ProtRL allows you to:

Based on the GRPO implementation in Hugging Face’s TRL library, we have extended the trainer to support:

  1. Passing custom datasets at each iteration
  2. Weighted variant of DPO (not available in the standard Hugging Face trainer)

Quickstart Example

from src.utils import *
from src.pLM_weigtedDPO import weighted_DPO
from src.pLM_GRPO import pLM_GRPOTrainer
from trl import GRPOConfig, GRPOTrainer

training_args = GRPOConfig(output_dir="ZymCTRL-wDPO", logging_steps=10)

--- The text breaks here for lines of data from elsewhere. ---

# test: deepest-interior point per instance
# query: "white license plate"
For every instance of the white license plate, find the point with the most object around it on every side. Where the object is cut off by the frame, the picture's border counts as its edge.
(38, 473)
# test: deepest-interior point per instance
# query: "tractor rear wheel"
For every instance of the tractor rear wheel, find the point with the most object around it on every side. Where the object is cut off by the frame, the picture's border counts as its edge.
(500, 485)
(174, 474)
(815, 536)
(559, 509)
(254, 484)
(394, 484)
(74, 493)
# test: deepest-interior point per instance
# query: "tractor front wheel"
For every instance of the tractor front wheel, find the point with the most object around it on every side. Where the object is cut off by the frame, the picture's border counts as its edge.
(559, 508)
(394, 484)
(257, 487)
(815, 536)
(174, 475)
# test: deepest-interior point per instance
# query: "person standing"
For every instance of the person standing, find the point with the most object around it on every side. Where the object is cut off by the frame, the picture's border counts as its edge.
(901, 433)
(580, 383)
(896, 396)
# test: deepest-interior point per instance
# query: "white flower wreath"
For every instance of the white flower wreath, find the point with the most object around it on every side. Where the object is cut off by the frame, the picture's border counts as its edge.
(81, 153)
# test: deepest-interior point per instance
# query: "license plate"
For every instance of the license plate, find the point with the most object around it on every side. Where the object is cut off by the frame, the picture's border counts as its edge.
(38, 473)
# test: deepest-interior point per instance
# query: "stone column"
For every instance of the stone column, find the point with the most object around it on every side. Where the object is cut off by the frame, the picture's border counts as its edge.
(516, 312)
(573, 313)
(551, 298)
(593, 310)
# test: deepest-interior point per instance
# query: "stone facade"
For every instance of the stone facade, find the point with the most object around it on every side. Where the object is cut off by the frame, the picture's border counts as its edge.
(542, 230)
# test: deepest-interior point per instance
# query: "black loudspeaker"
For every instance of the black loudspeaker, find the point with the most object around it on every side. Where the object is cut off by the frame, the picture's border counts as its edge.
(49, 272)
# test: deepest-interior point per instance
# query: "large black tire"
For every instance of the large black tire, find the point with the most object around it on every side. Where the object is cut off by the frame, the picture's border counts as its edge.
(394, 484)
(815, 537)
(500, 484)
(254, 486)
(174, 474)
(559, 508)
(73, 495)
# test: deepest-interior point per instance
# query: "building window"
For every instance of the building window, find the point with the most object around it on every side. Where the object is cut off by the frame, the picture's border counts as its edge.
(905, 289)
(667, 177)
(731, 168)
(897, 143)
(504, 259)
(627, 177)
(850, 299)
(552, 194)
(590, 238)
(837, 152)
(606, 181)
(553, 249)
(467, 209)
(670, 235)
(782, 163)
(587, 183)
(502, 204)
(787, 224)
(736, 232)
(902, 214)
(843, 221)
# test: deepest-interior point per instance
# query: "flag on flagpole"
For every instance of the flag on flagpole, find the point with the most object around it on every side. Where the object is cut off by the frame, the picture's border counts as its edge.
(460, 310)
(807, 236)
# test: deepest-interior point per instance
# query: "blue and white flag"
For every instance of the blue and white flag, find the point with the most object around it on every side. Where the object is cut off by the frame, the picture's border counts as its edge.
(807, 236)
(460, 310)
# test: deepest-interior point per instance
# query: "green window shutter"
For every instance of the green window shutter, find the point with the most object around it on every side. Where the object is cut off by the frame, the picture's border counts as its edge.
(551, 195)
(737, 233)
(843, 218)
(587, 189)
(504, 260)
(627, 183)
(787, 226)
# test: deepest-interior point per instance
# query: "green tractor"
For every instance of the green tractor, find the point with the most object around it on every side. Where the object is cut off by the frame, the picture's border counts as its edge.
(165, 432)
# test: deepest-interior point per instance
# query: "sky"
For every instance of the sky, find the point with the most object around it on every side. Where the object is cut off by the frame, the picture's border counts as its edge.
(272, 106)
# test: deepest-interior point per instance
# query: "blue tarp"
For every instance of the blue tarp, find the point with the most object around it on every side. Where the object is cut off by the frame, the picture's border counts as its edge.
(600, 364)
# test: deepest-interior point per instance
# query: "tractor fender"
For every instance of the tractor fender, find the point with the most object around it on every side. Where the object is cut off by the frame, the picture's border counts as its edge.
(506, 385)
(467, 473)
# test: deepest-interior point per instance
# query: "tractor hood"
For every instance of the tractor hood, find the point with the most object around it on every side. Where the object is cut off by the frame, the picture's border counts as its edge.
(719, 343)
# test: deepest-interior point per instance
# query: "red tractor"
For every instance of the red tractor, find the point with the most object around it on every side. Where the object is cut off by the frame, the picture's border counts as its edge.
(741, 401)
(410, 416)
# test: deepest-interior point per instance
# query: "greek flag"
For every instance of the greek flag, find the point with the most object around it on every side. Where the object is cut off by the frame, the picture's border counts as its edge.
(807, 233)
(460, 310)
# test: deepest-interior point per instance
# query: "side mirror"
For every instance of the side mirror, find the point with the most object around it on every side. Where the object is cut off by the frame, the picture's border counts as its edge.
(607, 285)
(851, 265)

trainer = pLM_wDPOTrainer( #pLM_rDPOTrainer, pLM_GRPOTrainer
    model= "AI4PD/ZymCTRL",
    reward_funcs=reward_len,
    args=training_args,
    train_dataset = train_dataset,
    eval_dataset = eval_dataset,
    processing_class=tokenizer,
)

trainer.train()

Usage

Trainer accepts the datasets in a HF standard format, for example:

{"prompt": "The sky is", "completion": " blue.", "advantage":10}

Offline training

Use train_exp.py, which expects a CSV file with columns:

  • prompt: prompt if any (in case of conditional generation)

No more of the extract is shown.